Now, as summer turns to fall, the resident monarchs of Vermont are preparing to journey south for the winter. But these insects are now journeying through increasingly wounded landscapes and into an uncertain future. The monarch population is declining in both eastern and western North America due to habitat loss and fragmentation, pesticides, and the effects of climate change.5
There is a lesson here, too: pathways into kinship move in multiple directions. They are reciprocal. It is not enough to simply make a home for ourselves, to focus on our own belonging.

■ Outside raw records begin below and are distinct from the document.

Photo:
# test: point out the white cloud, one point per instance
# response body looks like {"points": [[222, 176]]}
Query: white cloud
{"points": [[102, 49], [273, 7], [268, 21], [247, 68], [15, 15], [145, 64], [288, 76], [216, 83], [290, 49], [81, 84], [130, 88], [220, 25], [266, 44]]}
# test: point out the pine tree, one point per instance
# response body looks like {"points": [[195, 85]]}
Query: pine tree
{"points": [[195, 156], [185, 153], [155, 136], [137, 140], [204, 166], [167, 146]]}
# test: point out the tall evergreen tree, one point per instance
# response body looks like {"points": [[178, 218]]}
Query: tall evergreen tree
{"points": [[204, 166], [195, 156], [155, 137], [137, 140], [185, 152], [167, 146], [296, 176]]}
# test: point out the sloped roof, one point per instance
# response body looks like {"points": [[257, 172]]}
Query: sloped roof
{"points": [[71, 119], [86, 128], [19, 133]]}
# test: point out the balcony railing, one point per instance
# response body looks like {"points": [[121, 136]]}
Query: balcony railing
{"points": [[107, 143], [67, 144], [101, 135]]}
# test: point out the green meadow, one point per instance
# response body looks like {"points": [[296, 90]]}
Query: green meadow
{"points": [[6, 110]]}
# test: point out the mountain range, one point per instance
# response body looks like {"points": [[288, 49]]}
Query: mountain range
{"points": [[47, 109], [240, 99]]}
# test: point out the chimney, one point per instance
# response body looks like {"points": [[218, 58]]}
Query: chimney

Home is not a silo. Arriving into the familiar means recognizing that we are interconnected to the living world around us, and means learning who and what those connections touch. The deeply ingrained pathways of and into relationships that we carry within us, no matter where we are, ask something of us: to locate our belonging within the belonging of others. The monarch is not simply a metaphor, a way of thinking about home, it is a living part of our home, and we are part of the butterfly’s home.
In late summer, we collected milkweed seeds from a nearby field, dried them on the windowsill, and carefully placed them into a paper envelope. In the spring, we’ll plant a butterfly garden alongside Butterfly Brook. As the snow melts and the ice in the brook thaws next spring, we’ll keep watch for the arrival of the monarchs and know that our own, ongoing arrival into this place is underway.